27th January 2012
The new version has performed more weakly in recent years and over the last 12 months – see chart. It has recovered, however, from a low in September to reach a five-month high in December.
The revision is of questionable value. The Conference Board claims that the new index is a more accurate predictor of business cycles since 1990 but its earlier performance is inferior – as the chart shows, it failed to turn down before the 1960-61 recession, in contrast to its predecessor.
An important change is the replacement since 1990 of the real M2 money supply with a new "leading credit index". This partly explains why the new index weakened last summer while the old version continued to rise. This weakness, however, appears to have been a false signal, based on recent solid US economic data. Had the new index been in operation, in other words, it would have encouraged dubious recession calls.
The view of this journal, of course, is that real money is a key forecasting tool and should be included in a composite leading index, although in most countries a narrow measure outperforms M2 and broader aggregates.
Recession-mongers will probably claim that the new index is consistent with their forecast since, despite the recent recovery, it has yet to regain the July 2011 peak.
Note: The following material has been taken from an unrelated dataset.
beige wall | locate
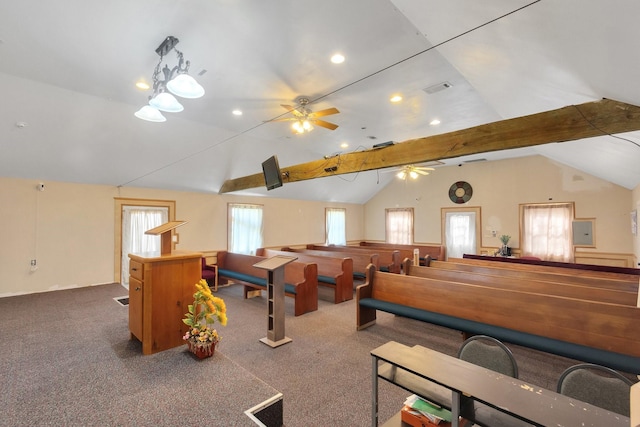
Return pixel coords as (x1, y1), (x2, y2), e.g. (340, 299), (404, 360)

They can also argue, with some justification, that the index remains biased upwards by its inclusion of the 10-year Treasury yield / federal funds rate spread – the assumed positive implication of a steep yield curve is questionable when official interest rates are close to zero*. (The view here is that this bias is counterbalanced currently by a downward distortion from the omission of real money.)
* The economy entered a recession in 1937 with a similar Treasury yield curve to currently.